Siebken v. Liberty Northwest Ins. Co. [12/18/07] 2007 MTWCC 56 Where a matter was submitted and decided on briefs without a trial, Petitioner’s “Petition for a New Trial” will be considered as motion for reconsideration as a new trial cannot be granted where no trial occurred.
Thompson v. State of Montana, Liberty Northwest Ins. Co. and Montana State Fund [01/11/06] 2006 MTWCC 1 Absent compelling reasons, the Court does not view an oral argument on a motion for reconsideration as an opportunity for testimony of witnesses to present evidence that could have been adduced either with the briefing of the original motion or the motion for reconsideration. The Court can see no compelling reason why additional facts, in the way of testimony, should be introduced when the party contends the only grounds for reconsideration would be an error of law.
Geery v.
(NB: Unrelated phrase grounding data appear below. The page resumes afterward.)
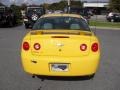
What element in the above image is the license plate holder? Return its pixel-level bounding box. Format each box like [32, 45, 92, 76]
[51, 64, 69, 72]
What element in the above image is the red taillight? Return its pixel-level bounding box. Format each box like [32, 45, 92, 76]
[80, 44, 87, 51]
[23, 42, 29, 51]
[91, 43, 99, 52]
[34, 43, 41, 50]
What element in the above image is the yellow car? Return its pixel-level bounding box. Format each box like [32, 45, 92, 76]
[21, 14, 100, 77]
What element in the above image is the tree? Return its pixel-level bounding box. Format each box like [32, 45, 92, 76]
[49, 1, 67, 10]
[10, 4, 22, 19]
[44, 3, 50, 9]
[109, 0, 120, 12]
[70, 0, 83, 8]
[48, 0, 83, 10]
[21, 3, 27, 10]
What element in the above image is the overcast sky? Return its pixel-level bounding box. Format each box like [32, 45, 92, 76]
[0, 0, 109, 6]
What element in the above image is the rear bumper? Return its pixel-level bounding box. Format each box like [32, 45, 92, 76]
[21, 54, 100, 76]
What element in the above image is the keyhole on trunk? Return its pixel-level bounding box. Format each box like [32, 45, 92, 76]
[59, 49, 62, 52]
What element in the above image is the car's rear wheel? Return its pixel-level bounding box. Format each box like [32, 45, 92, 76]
[88, 74, 95, 79]
[31, 14, 38, 21]
[111, 19, 114, 22]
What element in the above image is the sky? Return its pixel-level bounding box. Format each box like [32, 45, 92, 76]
[0, 0, 109, 6]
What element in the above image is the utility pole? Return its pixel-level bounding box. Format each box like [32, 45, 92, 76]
[67, 0, 71, 13]
[13, 0, 16, 5]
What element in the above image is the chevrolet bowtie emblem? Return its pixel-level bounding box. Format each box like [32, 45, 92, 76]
[56, 43, 64, 47]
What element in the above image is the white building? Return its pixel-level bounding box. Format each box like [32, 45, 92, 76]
[83, 2, 109, 14]
[84, 2, 108, 8]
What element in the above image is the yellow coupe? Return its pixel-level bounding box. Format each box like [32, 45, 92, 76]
[21, 14, 100, 77]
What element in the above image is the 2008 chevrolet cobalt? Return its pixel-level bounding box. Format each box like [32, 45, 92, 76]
[21, 14, 100, 77]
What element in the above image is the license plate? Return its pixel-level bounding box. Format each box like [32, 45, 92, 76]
[51, 64, 69, 72]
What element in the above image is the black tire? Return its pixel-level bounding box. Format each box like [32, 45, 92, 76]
[89, 74, 95, 79]
[110, 19, 114, 22]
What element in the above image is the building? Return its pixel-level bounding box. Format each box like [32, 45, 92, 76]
[83, 2, 109, 15]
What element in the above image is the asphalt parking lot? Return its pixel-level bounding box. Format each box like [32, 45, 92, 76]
[0, 25, 120, 90]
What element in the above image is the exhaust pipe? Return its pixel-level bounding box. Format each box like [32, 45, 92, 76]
[32, 75, 36, 78]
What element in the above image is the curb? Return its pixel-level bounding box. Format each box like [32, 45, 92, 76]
[90, 26, 120, 30]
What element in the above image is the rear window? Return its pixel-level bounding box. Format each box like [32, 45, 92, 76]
[32, 16, 90, 31]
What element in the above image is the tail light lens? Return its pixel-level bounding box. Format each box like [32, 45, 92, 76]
[34, 43, 41, 50]
[80, 44, 87, 51]
[23, 42, 29, 51]
[91, 43, 99, 52]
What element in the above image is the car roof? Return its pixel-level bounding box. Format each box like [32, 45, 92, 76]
[41, 13, 83, 19]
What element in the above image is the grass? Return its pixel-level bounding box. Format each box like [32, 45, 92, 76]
[89, 20, 120, 28]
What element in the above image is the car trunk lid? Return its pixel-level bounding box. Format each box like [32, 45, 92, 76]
[30, 30, 92, 57]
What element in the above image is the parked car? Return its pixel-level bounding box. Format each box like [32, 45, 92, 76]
[21, 13, 100, 78]
[106, 12, 120, 22]
[54, 10, 63, 14]
[23, 6, 45, 29]
[0, 6, 17, 27]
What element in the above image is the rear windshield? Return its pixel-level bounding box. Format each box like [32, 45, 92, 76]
[32, 16, 90, 31]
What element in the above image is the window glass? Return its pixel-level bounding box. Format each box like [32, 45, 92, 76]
[33, 16, 90, 31]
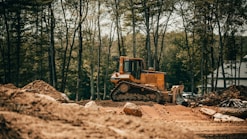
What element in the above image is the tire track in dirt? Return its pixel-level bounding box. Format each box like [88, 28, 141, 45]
[136, 103, 247, 139]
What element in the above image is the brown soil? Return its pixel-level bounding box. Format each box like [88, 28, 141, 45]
[0, 80, 247, 139]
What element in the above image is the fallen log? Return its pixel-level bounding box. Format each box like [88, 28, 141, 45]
[218, 107, 247, 119]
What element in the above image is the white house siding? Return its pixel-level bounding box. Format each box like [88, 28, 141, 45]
[207, 59, 247, 89]
[197, 56, 247, 94]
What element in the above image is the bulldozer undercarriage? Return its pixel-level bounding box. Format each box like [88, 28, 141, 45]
[110, 81, 164, 104]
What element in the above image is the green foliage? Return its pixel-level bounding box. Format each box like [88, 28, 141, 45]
[66, 68, 91, 100]
[0, 0, 247, 96]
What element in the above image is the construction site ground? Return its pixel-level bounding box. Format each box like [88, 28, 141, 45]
[0, 80, 247, 139]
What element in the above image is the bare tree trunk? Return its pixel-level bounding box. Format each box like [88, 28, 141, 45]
[16, 8, 21, 87]
[64, 25, 79, 94]
[35, 6, 44, 80]
[129, 0, 136, 58]
[90, 65, 94, 100]
[76, 0, 83, 102]
[208, 18, 215, 92]
[3, 3, 11, 83]
[39, 9, 45, 81]
[120, 23, 125, 56]
[48, 4, 57, 88]
[216, 19, 226, 89]
[238, 36, 243, 85]
[158, 11, 172, 65]
[215, 0, 226, 89]
[142, 0, 151, 68]
[210, 45, 215, 91]
[179, 1, 195, 93]
[114, 0, 122, 57]
[96, 0, 102, 100]
[152, 1, 163, 70]
[89, 20, 96, 100]
[60, 0, 69, 92]
[200, 44, 205, 94]
[103, 22, 115, 100]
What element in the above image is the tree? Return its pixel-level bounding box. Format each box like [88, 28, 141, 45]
[213, 0, 247, 89]
[0, 0, 53, 86]
[76, 0, 89, 101]
[151, 0, 175, 70]
[59, 0, 70, 92]
[0, 0, 246, 98]
[124, 0, 141, 58]
[177, 0, 197, 93]
[96, 0, 102, 100]
[48, 4, 57, 88]
[103, 22, 115, 100]
[140, 0, 151, 68]
[59, 0, 76, 93]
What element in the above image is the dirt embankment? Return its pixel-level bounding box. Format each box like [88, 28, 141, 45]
[0, 80, 247, 139]
[0, 80, 199, 139]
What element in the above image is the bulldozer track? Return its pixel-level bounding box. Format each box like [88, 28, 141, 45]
[110, 81, 164, 104]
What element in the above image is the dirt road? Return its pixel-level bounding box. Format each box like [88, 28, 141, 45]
[99, 101, 247, 139]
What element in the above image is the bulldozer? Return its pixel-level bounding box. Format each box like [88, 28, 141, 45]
[110, 56, 185, 104]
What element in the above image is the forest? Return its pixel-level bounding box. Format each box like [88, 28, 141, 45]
[0, 0, 247, 101]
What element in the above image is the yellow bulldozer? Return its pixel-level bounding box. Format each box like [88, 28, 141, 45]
[110, 56, 184, 104]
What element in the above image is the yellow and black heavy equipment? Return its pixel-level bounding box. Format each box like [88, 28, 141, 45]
[110, 56, 184, 104]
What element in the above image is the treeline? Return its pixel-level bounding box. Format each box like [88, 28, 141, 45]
[0, 0, 246, 100]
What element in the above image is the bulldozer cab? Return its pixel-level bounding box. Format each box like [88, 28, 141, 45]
[119, 56, 144, 80]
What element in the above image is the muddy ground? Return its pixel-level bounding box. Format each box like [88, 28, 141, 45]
[0, 80, 247, 139]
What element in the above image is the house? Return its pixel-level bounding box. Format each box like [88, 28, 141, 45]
[198, 55, 247, 94]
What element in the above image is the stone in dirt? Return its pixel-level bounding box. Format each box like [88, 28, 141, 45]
[123, 102, 142, 117]
[200, 108, 216, 116]
[84, 101, 99, 111]
[213, 112, 245, 122]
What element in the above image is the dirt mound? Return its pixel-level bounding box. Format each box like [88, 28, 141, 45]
[22, 80, 68, 102]
[0, 83, 17, 89]
[218, 85, 247, 99]
[0, 83, 200, 139]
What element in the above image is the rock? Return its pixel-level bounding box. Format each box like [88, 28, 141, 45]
[213, 112, 245, 122]
[60, 93, 70, 102]
[35, 93, 57, 102]
[123, 102, 142, 117]
[213, 113, 224, 119]
[200, 108, 216, 116]
[84, 101, 99, 111]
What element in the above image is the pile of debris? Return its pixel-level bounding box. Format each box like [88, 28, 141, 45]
[198, 85, 247, 107]
[219, 99, 247, 108]
[198, 85, 247, 119]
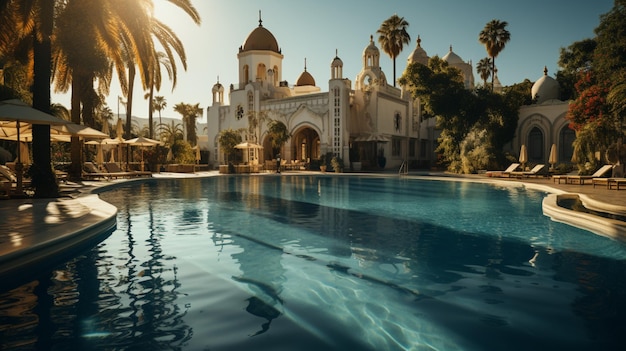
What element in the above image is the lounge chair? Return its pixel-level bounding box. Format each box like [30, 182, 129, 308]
[552, 171, 577, 184]
[510, 164, 545, 178]
[485, 163, 520, 177]
[565, 164, 613, 185]
[0, 164, 32, 195]
[592, 177, 626, 190]
[104, 162, 151, 177]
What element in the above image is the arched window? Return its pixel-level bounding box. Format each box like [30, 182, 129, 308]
[257, 63, 267, 81]
[273, 65, 279, 86]
[528, 127, 544, 163]
[243, 65, 249, 84]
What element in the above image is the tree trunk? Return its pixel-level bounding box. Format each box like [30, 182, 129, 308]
[69, 77, 82, 180]
[148, 83, 154, 138]
[31, 0, 58, 197]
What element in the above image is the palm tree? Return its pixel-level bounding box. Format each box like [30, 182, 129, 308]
[476, 57, 492, 88]
[173, 102, 202, 146]
[145, 53, 173, 139]
[152, 95, 167, 135]
[125, 0, 200, 140]
[377, 14, 411, 87]
[0, 0, 58, 196]
[158, 120, 184, 146]
[479, 19, 510, 91]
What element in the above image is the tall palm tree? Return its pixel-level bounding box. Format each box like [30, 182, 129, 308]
[377, 14, 410, 87]
[152, 95, 167, 130]
[479, 19, 510, 91]
[145, 53, 173, 139]
[125, 0, 200, 140]
[476, 57, 492, 88]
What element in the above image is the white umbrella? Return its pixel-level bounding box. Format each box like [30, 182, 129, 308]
[0, 99, 68, 192]
[548, 143, 557, 170]
[234, 141, 264, 149]
[519, 144, 527, 169]
[95, 144, 104, 164]
[124, 136, 162, 171]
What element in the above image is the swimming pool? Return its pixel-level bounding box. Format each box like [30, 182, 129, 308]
[1, 175, 625, 350]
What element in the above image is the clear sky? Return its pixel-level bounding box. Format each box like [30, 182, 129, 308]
[51, 0, 614, 122]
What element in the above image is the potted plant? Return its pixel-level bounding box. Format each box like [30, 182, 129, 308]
[331, 156, 344, 173]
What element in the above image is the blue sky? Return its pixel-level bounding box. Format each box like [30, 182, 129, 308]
[52, 0, 614, 122]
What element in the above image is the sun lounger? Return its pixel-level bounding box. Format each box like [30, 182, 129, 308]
[104, 162, 151, 177]
[593, 177, 626, 190]
[565, 164, 613, 185]
[0, 164, 32, 195]
[485, 163, 520, 177]
[511, 164, 545, 178]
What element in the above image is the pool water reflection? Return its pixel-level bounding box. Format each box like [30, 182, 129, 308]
[1, 175, 626, 350]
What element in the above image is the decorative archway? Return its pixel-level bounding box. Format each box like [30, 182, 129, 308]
[528, 127, 544, 164]
[291, 126, 320, 162]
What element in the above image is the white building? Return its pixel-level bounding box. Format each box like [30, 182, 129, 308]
[206, 17, 571, 171]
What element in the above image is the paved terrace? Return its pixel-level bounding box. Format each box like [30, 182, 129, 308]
[0, 171, 624, 287]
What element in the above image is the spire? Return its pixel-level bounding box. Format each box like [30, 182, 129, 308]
[543, 66, 548, 76]
[335, 48, 338, 58]
[417, 35, 421, 47]
[304, 57, 307, 71]
[258, 10, 262, 27]
[449, 45, 453, 52]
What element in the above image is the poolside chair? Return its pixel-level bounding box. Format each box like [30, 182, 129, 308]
[485, 163, 520, 177]
[565, 164, 613, 185]
[105, 162, 151, 177]
[510, 164, 545, 178]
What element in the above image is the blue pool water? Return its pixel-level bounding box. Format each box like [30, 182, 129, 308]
[1, 175, 626, 350]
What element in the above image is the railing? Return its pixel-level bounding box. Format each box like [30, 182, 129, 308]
[398, 160, 408, 175]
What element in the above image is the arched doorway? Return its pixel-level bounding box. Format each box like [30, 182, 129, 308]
[559, 125, 575, 163]
[291, 127, 320, 162]
[528, 127, 544, 164]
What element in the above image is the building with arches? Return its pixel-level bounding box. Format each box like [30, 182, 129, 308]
[206, 15, 572, 171]
[510, 67, 573, 168]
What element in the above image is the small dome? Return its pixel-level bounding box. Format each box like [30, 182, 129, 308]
[240, 17, 280, 54]
[532, 67, 560, 103]
[212, 79, 224, 93]
[332, 54, 343, 68]
[296, 70, 315, 86]
[407, 36, 429, 65]
[442, 45, 464, 65]
[363, 35, 379, 57]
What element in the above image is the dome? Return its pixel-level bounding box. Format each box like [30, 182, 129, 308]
[363, 35, 379, 57]
[442, 46, 464, 65]
[332, 55, 343, 68]
[296, 58, 316, 86]
[240, 18, 280, 54]
[532, 67, 560, 103]
[212, 80, 224, 93]
[407, 36, 429, 65]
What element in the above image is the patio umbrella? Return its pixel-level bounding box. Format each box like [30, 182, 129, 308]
[548, 143, 557, 170]
[519, 144, 527, 169]
[124, 136, 162, 171]
[235, 141, 263, 164]
[0, 99, 69, 192]
[115, 118, 124, 139]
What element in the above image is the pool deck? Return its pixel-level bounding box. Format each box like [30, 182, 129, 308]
[1, 171, 625, 286]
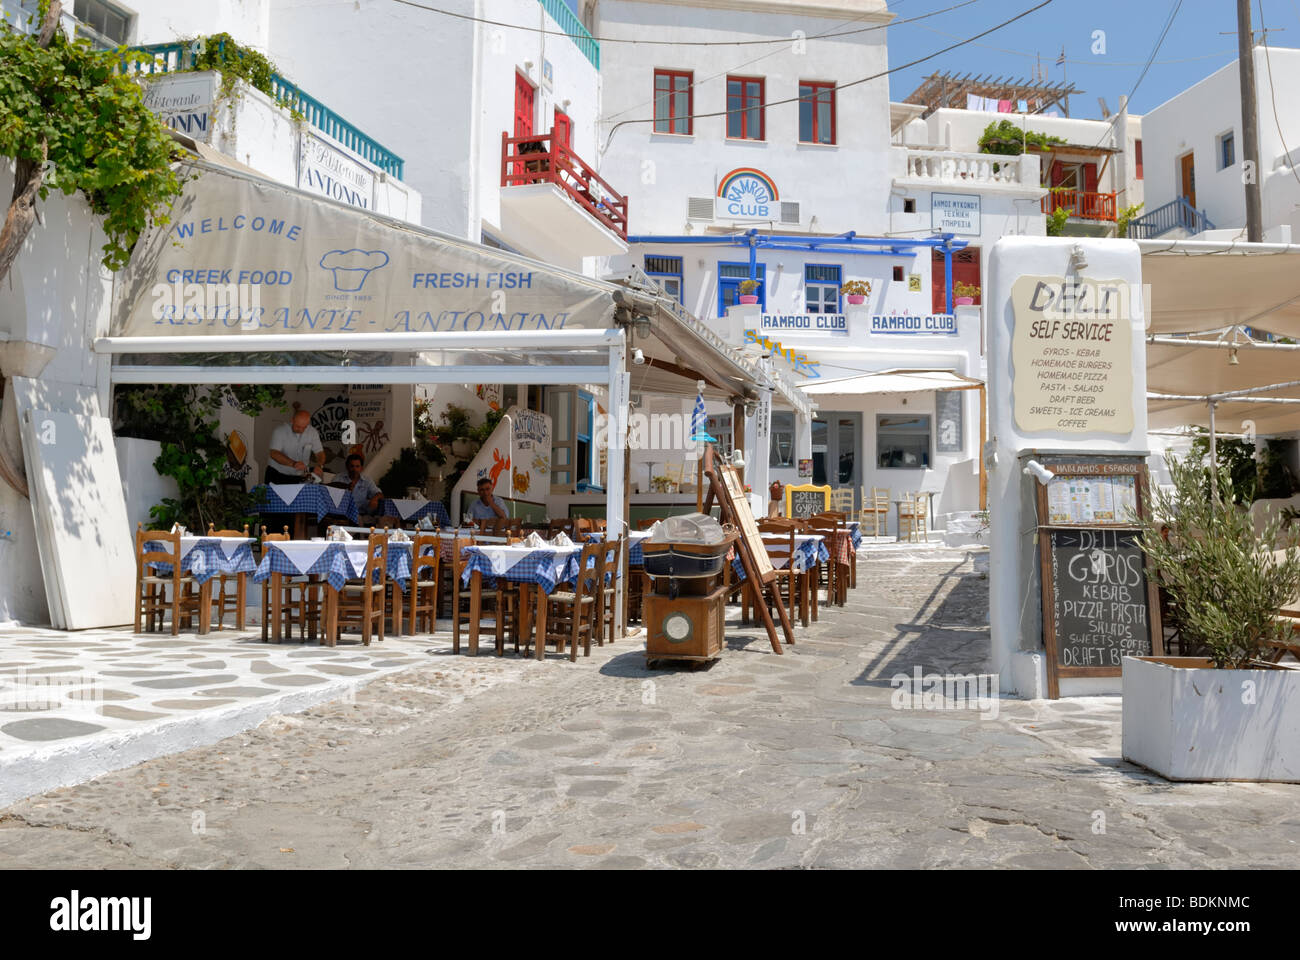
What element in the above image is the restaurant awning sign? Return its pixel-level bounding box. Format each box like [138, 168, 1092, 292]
[112, 167, 617, 338]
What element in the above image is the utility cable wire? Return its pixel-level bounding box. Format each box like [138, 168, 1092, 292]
[601, 0, 1054, 142]
[389, 0, 949, 47]
[601, 0, 969, 124]
[1258, 0, 1300, 190]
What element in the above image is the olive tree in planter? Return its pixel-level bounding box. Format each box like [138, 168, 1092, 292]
[1125, 455, 1300, 781]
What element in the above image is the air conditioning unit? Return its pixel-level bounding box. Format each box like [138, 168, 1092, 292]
[687, 197, 715, 221]
[780, 202, 801, 225]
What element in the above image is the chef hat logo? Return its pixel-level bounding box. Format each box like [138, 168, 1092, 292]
[319, 248, 390, 292]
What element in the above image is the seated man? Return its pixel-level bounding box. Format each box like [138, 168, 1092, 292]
[466, 476, 507, 526]
[341, 453, 384, 523]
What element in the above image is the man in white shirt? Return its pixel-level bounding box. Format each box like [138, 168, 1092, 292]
[266, 410, 325, 484]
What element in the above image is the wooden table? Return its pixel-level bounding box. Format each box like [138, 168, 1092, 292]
[460, 544, 585, 658]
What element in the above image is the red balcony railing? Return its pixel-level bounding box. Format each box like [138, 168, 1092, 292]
[501, 132, 630, 240]
[1042, 188, 1117, 222]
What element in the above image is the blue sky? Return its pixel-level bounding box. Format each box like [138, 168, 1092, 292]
[884, 0, 1299, 118]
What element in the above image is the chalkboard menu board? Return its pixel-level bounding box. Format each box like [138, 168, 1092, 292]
[1035, 461, 1162, 698]
[935, 390, 964, 453]
[785, 483, 831, 519]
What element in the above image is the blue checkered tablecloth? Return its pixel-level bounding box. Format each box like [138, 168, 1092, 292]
[848, 521, 862, 550]
[383, 498, 451, 527]
[145, 538, 256, 586]
[258, 484, 359, 524]
[460, 545, 585, 595]
[253, 540, 411, 592]
[730, 536, 828, 582]
[585, 531, 650, 566]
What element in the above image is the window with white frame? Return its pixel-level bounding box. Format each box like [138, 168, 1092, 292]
[804, 264, 841, 314]
[73, 0, 131, 46]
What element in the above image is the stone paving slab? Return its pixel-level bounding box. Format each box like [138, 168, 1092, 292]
[0, 624, 437, 808]
[0, 546, 1298, 869]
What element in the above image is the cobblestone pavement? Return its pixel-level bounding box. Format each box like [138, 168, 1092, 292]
[2, 546, 1298, 869]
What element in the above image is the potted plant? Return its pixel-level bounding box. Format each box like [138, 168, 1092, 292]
[737, 278, 760, 305]
[953, 281, 980, 306]
[1124, 455, 1300, 782]
[434, 403, 477, 458]
[841, 279, 872, 306]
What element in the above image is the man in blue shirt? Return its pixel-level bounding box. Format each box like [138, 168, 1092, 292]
[343, 453, 383, 515]
[466, 476, 507, 524]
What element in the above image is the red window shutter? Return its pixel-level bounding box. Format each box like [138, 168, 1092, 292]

Travelers [5/1/03] 2003 MTWCC 35 A motion challenging a decision and order of the Court, whether raising new grounds or not, is a motion for reconsideration which must be filed within 20 days of the decision and order. ARM 24.5.337.
Wiard v. Liberty Northwest Ins. Corp. [7/20/01] 2001 MTWCC 31A In response to a motion for summary judgment, a party cannot hold back evidence and then seek reconsideration based on evidence and facts not tendered in response to the motion.

ERD/UEF v. Total Mechanical Heating [11/17/00] 2000 MTWCC 70 Motions to reconsider must be filed within 20 days. Rule 24.5.337.

Guedesse v. Liberty Mutual Fire Insurance Co. [3/29/97] 1997 MTWCC 13 Motion for reconsideration raising factual issues not raised in original motion will be denied.